Study: Medics on long shifts more injury, illness prone

Those who work 16- to 24-hour shifts have a 60 percent greater chance of injury and illness than those who work 8-hour shifts

BOSTON — EMTs and paramedics who work long shifts are 60 percent more likely to suffer injury and illness than those who work eight- to 12-hour shifts, a new study has found.

The findings showed that the risk on an occupational injury or illness increased as shifts lengthened.

The evidence also suggests that not only responders are more likely to suffer injuries when they work extended shifts, but they put patient safety at risk.

To move, treat and transport patients, medics need a clear mental focus and alertness, which is compromised when they work 16- to 24-hour shifts.

Researchers looked at three years of shift schedules, totaling almost 1 million shifts, involving more than 4,000 employees, 950 occupational health records for 14 large EMS agencies in the U.S.
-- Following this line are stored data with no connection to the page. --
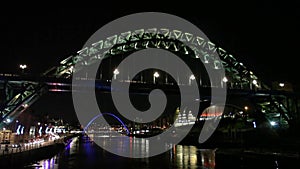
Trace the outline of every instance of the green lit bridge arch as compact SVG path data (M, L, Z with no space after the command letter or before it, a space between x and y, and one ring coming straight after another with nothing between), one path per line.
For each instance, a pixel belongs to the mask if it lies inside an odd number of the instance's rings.
M146 48L181 52L201 59L202 63L208 64L212 69L224 68L226 77L221 80L231 83L232 87L252 88L254 84L254 87L268 88L251 70L216 44L188 32L167 28L138 29L110 36L78 51L74 56L61 61L59 66L49 69L43 75L70 77L73 72L79 71L74 70L74 65L77 63L81 63L84 67L93 64L98 59Z
M201 36L168 28L146 28L112 35L79 50L61 61L59 65L44 72L42 76L71 78L73 73L93 64L96 60L146 48L161 48L200 59L203 64L207 64L215 71L225 69L225 77L212 81L213 87L223 87L222 83L227 83L229 84L227 86L233 89L269 89L251 70L221 47ZM81 67L75 70L74 66L78 63ZM8 98L6 105L1 109L2 124L9 124L47 91L47 85L43 82L25 81L23 84L26 86L24 90Z

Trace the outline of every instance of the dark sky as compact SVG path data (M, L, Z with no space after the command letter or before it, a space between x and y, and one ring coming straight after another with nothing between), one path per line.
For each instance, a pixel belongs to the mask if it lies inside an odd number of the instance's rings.
M259 77L299 84L299 3L183 3L177 7L154 3L140 4L139 8L89 4L92 8L26 7L1 11L0 73L18 72L19 64L29 65L30 73L41 73L79 50L105 23L135 12L160 11L194 23Z
M108 1L102 5L82 4L76 8L48 4L44 7L3 6L0 10L0 73L19 73L19 64L27 64L29 73L42 73L80 50L104 24L127 14L157 11L192 22L212 42L233 54L260 78L300 85L298 2L262 0L219 4L199 1L195 4L174 1L173 5L170 2L161 5L160 2L141 1L124 5ZM116 4L119 6L115 7ZM70 93L49 93L35 103L32 110L75 117Z

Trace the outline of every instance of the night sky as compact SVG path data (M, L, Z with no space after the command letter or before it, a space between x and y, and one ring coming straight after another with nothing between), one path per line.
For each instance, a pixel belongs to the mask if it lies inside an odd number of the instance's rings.
M240 5L144 6L145 9L95 5L1 11L1 63L5 64L1 64L0 73L18 73L19 64L27 64L29 73L42 73L81 49L109 21L135 12L160 11L194 23L212 42L232 53L259 77L300 82L296 69L299 4L261 1Z
M27 64L30 74L42 73L80 50L86 40L106 23L127 14L157 11L174 14L192 22L212 42L234 55L259 78L300 84L297 62L300 39L299 3L281 4L264 0L251 4L203 3L199 6L181 2L175 5L177 7L172 7L145 2L139 8L135 7L136 4L121 4L119 7L112 7L113 4L107 3L88 5L91 8L50 6L1 10L0 73L20 73L19 64ZM58 96L51 97L55 100ZM42 102L57 105L49 102L49 99ZM64 108L72 111L71 100L68 107Z

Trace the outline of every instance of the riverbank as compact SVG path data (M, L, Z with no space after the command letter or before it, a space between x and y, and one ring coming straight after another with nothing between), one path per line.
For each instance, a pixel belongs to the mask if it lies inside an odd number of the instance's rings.
M0 155L0 168L23 168L26 164L50 158L59 154L76 135L67 136L59 140L37 146L32 149L23 149Z
M19 168L33 161L52 157L65 147L64 143L54 143L44 147L5 154L0 156L0 168Z

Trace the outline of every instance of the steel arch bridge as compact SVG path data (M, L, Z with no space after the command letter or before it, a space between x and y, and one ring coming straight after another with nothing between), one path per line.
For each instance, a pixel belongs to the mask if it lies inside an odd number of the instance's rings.
M88 128L97 120L97 118L99 118L100 116L104 116L104 115L108 115L113 117L114 119L118 120L119 123L121 123L121 125L124 127L126 134L128 135L130 133L129 129L126 127L125 123L116 115L112 114L112 113L101 113L98 114L97 116L95 116L85 127L84 127L84 131L87 132Z
M211 87L223 87L222 84L226 83L231 89L245 91L270 89L253 71L215 43L189 32L168 28L130 30L99 40L62 60L59 65L45 71L41 77L70 79L73 73L99 59L124 55L146 48L165 49L199 59L215 71L225 69L226 76L211 80ZM75 69L75 64L80 64L80 67ZM13 91L16 86L19 88L17 92ZM48 90L47 84L43 81L22 79L17 81L4 79L2 88L7 94L6 103L1 108L2 124L9 124Z

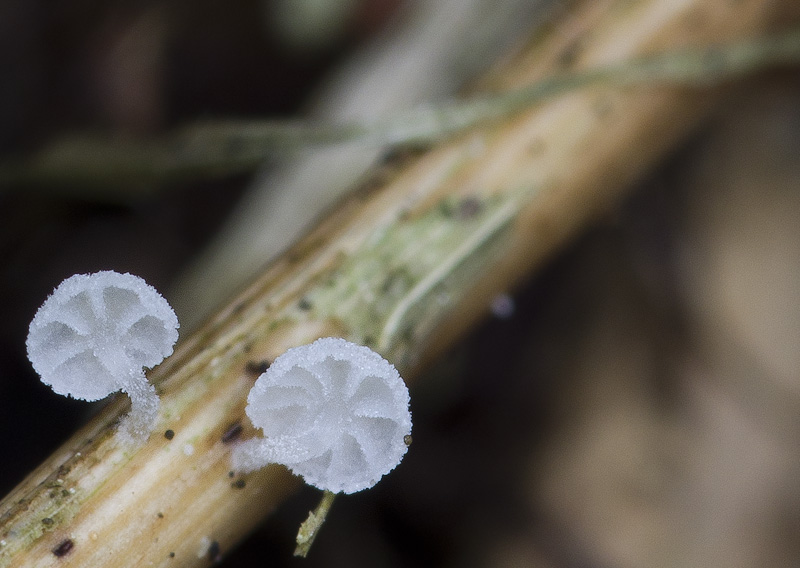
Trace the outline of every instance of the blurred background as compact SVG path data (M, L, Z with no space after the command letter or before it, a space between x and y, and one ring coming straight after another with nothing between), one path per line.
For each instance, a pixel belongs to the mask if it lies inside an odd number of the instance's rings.
M386 34L416 41L404 26L417 4L6 0L0 151L72 130L136 138L208 117L324 114L334 69ZM517 25L474 57L454 46L462 59L442 65L470 64L412 101L467 85L559 3L503 4ZM796 70L732 89L515 292L513 313L416 382L405 460L337 501L308 559L291 556L318 499L304 489L221 565L798 565L799 152ZM182 305L192 266L263 176L0 187L0 492L97 408L30 368L27 327L47 294L114 269Z

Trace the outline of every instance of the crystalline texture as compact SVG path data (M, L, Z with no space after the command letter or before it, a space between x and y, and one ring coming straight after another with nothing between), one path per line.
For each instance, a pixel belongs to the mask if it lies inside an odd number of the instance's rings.
M122 390L131 397L127 423L146 435L158 396L144 367L172 353L178 318L138 276L113 271L76 274L45 300L28 331L28 358L58 394L99 400Z
M336 493L372 487L406 453L408 404L397 370L367 347L327 337L289 349L250 391L247 416L264 438L236 448L234 467L280 463Z

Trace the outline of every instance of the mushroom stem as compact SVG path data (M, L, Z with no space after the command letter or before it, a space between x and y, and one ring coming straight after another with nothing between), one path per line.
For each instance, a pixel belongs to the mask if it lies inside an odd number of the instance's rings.
M297 547L294 549L295 556L302 556L305 558L308 555L308 551L311 550L311 545L314 544L314 539L317 538L317 533L319 533L319 529L322 528L336 495L337 493L331 491L323 491L322 499L320 499L317 508L308 512L308 518L303 521L300 525L300 530L297 531Z
M156 388L143 376L141 381L131 381L122 391L131 399L131 411L123 419L119 433L132 441L143 442L158 418L159 400Z

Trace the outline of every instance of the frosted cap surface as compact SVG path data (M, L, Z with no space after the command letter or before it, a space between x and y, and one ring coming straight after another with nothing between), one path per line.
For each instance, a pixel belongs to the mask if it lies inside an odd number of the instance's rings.
M123 390L133 411L158 410L143 368L172 353L178 318L167 301L138 276L113 271L64 280L36 312L28 331L28 358L42 382L58 394L98 400Z
M280 463L337 493L372 487L394 469L411 432L408 388L394 366L334 337L278 357L250 391L246 412L264 438L237 448L237 469Z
Shifts longer than 12 hours were associated with a 50 percent heightened risk of sustaining an injury compared with shifts of less than 12 hours. This is after taking into account other relevant factors, such as employer type, night or day shift, employment status, and how often the EMS crew had previously worked together.

The risk associated with shifts lasting 16 to 24 hours was more than double that of shifts up to eight hours.

The researchers caution that this is an observational study, so no definitive conclusions can be drawn about cause and effect.

"Despite this, these data show a consistent message," they write. "The findings are early observational evidence of a preventable exposure associated with injury and illness and should be tested further in a randomized design."